Le cicale a mezzodì cominciavano il canto frenetico e insistente e finivano a tarda sera, quando a cantare rimanevano i grilli, più discreti e meno frastornanti. L’allocco veniva a dare l’avviso dell’ora del sonno e lei accendeva l’incenso e la candela. Pregava e intanto la notte stendeva le braccia sulle colline e lasciava cadere la rugiada fra i passi cauti dei cervi e delle lepri. I lupi si muovevano ed il branco annusava l’aria. L’odore del buio saliva dai muschi e dagli stagni fra gli occhi invisibili dei boschi.
Sognava e forse ogni notte un po’ moriva ed il sonno era breve e repentino, come il ticchettio degli orologi sulle pareti. Il codirosso prima che la Luna fosse alta si veniva a posare silenzioso sul panno ricamato e col piccolo becco stringeva un po’ i fili, sistemava la trama prima di volare al nido e metter la piccola testa sotto l’ala.

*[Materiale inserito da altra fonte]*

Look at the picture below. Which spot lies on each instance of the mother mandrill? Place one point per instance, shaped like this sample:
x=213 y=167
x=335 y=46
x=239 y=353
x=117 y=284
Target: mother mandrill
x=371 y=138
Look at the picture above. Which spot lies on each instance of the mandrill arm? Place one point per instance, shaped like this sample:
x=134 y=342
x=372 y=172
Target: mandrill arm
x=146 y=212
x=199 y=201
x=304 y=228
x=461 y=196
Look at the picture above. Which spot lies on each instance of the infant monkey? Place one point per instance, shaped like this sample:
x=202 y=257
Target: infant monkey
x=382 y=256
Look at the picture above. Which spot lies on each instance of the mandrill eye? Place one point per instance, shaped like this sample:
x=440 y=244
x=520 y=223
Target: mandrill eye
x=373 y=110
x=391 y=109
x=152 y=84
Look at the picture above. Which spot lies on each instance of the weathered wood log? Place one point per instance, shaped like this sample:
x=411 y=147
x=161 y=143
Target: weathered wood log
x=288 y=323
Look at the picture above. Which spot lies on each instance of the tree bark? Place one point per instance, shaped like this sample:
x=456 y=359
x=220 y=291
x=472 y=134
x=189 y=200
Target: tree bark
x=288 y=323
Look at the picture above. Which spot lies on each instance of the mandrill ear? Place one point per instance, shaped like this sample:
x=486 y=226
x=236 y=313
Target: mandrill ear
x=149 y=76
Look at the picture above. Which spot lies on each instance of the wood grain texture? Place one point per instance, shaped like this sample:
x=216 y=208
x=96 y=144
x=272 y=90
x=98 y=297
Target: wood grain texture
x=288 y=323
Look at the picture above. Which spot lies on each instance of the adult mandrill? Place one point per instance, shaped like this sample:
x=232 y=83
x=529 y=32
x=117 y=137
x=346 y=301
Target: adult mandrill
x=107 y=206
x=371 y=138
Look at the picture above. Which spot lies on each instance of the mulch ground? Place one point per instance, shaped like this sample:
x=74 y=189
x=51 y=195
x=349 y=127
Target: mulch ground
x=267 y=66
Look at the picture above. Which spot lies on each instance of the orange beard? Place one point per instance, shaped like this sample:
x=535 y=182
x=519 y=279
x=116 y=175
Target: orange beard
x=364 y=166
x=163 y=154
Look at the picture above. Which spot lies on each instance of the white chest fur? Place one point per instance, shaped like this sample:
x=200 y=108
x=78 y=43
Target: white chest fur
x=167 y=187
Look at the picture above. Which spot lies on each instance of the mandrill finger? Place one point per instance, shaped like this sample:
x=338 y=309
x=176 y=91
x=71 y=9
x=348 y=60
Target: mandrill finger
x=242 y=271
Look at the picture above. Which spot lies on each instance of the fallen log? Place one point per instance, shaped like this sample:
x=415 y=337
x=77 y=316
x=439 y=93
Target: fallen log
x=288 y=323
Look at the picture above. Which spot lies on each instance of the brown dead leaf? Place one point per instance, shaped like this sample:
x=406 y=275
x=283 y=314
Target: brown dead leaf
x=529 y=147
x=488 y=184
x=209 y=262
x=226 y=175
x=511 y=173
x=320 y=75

Il tempo allora accelerava ancor più il ritmo e le radici degli alberi crescevano, i frutti maturavano, le spore si aprivano in nuvole di fumo attraversate dai raggi della luna e tutto, mentre il mondo dormiva, accadeva. Lei incontrò il vecchio su un lungo sentiero bianco e lui le disse: “A chi non sa, non verrà detto e a chi non sa vedere non verrà mostrato.” Le falene si davano convegno ignare fra i voli rapaci dei pipistrelli e le salamandre dagli occhi dolci uscivano dal terreno e chiamavano acqua.
Il Sole portò altro oro al levarsi dell’alba che non sapeva più essere lenta, ma esplodeva fra le nebbie come in un vortice di polvere finissima fatta di impalpabile velo. Il codirosso aprì l’occhio di spillo, volò sul balcone e riprese a cantare. Il tempo è Oro!